Client Puzzles have a couple nice properties: the difficulty can be adjusted &
they can be implemented in a completely stateless manner. The last point is
the most important because it what protects against a [D]DOS attack.

------
jodoherty
I wouldn't necessarily suggest it, but imagine if this were implemented at the
protocol level and handled with native code built into clients.

There could be a new HTTP request method called "SUBMIT" which works like a
POST request except with an added step for proof of work. When making a SUBMIT
request, the client opens a connection to the server, sends the initial
request header with the SUBMIT method, and receives a proof of work challenge
as an HTTP field in the server's response. The client then processes the
challenge and sends its proof of work to the server which verifies it and
sends an OK. Then the client sends its url-encoded data to the server, the
server sends its response data, and the connection closes.

Then performance impact and behavior would be fairly uniform for all clients,
especially if a standard library of problems and problem solving code were
used by them, so you wouldn't have to worry about finding a problem that isn't
too hard for poor Javascript implementations to solve while still being too
easy for native code implementations in spamming tools to process.

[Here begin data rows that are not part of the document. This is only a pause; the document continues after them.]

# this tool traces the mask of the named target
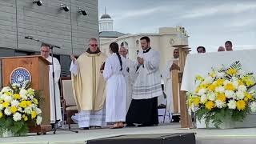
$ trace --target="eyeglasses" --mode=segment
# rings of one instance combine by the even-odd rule
[[[98,46],[98,45],[97,44],[95,44],[95,45],[90,45],[91,46]]]

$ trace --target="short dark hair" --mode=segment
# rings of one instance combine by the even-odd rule
[[[42,46],[46,46],[46,47],[49,47],[50,48],[50,45],[48,45],[47,43],[42,43],[41,44],[41,47]]]
[[[226,42],[225,42],[225,45],[226,44],[229,44],[229,45],[230,45],[231,46],[232,46],[232,42],[231,42],[231,41],[226,41]]]
[[[146,41],[146,42],[150,42],[150,39],[149,37],[142,37],[140,40],[143,40],[145,39]]]
[[[198,49],[201,49],[201,48],[202,48],[204,51],[206,51],[206,48],[205,48],[204,46],[198,46],[198,47],[197,48],[197,51],[198,51]]]

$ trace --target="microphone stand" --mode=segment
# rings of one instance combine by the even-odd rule
[[[55,122],[54,123],[54,134],[56,134],[56,130],[57,129],[61,129],[61,130],[68,130],[68,131],[71,131],[71,132],[74,132],[74,133],[78,133],[78,130],[66,130],[66,129],[62,129],[62,128],[60,128],[58,126],[58,122],[60,122],[60,119],[57,119],[57,110],[56,110],[56,91],[55,91],[55,74],[54,74],[54,47],[55,48],[58,48],[60,49],[61,47],[58,46],[55,46],[55,45],[52,45],[52,44],[50,44],[50,43],[46,43],[46,42],[44,42],[42,41],[40,41],[39,39],[34,39],[33,38],[33,37],[25,37],[26,39],[30,39],[30,40],[34,40],[34,41],[36,41],[36,42],[41,42],[41,43],[44,43],[44,44],[47,44],[50,46],[50,56],[51,56],[51,65],[52,65],[52,78],[53,78],[53,89],[54,89],[54,116],[55,116]],[[63,116],[64,116],[64,110],[62,110],[62,112],[63,112]],[[64,118],[64,117],[63,117]]]

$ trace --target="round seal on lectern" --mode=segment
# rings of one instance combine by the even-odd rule
[[[27,83],[26,86],[29,86],[31,82],[31,74],[29,70],[24,67],[18,67],[14,69],[10,75],[10,83],[17,83],[22,86],[25,82]]]

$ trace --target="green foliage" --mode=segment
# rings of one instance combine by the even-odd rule
[[[2,117],[0,118],[0,136],[7,130],[10,130],[14,136],[24,136],[29,132],[29,128],[24,121],[14,122],[10,117]]]
[[[248,114],[249,108],[246,110],[230,110],[227,107],[222,109],[213,109],[209,111],[205,108],[201,108],[196,111],[196,118],[198,121],[205,119],[206,127],[210,123],[213,123],[216,128],[223,123],[224,119],[230,119],[231,122],[242,122]]]
[[[230,67],[231,69],[242,70],[242,64],[240,63],[239,61],[236,61],[234,63],[232,63]]]

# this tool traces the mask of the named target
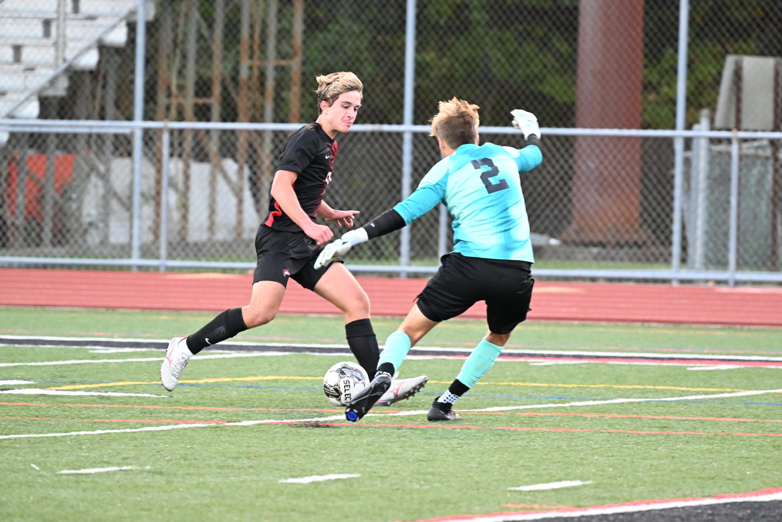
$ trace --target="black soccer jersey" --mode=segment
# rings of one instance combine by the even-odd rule
[[[299,173],[293,184],[293,191],[302,210],[312,221],[315,221],[315,212],[323,201],[326,185],[332,181],[332,169],[336,155],[337,142],[317,122],[302,127],[291,135],[280,155],[277,170]],[[301,227],[280,208],[271,194],[269,215],[264,224],[275,230],[302,231]]]

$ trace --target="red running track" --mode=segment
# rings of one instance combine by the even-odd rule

There could
even be an added field for the server to inform the client what problem type
is being used, allowing the addition of new problem types of different
difficulty and performance requirements in the future without any more updates
to the protocol.

Personally though, I don't like proof of work solutions. Sure, they add some
computational cost to spamming, but the mass implementation and use of any
proof of work solution would probably just create a new, lucrative market for
botnet hackers to sell their services to. Besides that, it just feels like the
wrong solution to me.

------
joakin
Messing around with your clients performance doesnt seem like a nice
alternative to a captcha for me...

There is plenty of people with bloated windows machines that even using a
modern browser struggle to perform properly, I dont think overloading them
with extra work would help making their experience easy and smooth.

Just my 2 cents.

------
dexen
This strangely reminds me of how Bitcoin works under the hood -- basically, a
proof of work. Anybody up to creating a Bitcoin plugin for browsers as an
alternative to captchas? Either as .xpi or a Flash file to be included on the
website?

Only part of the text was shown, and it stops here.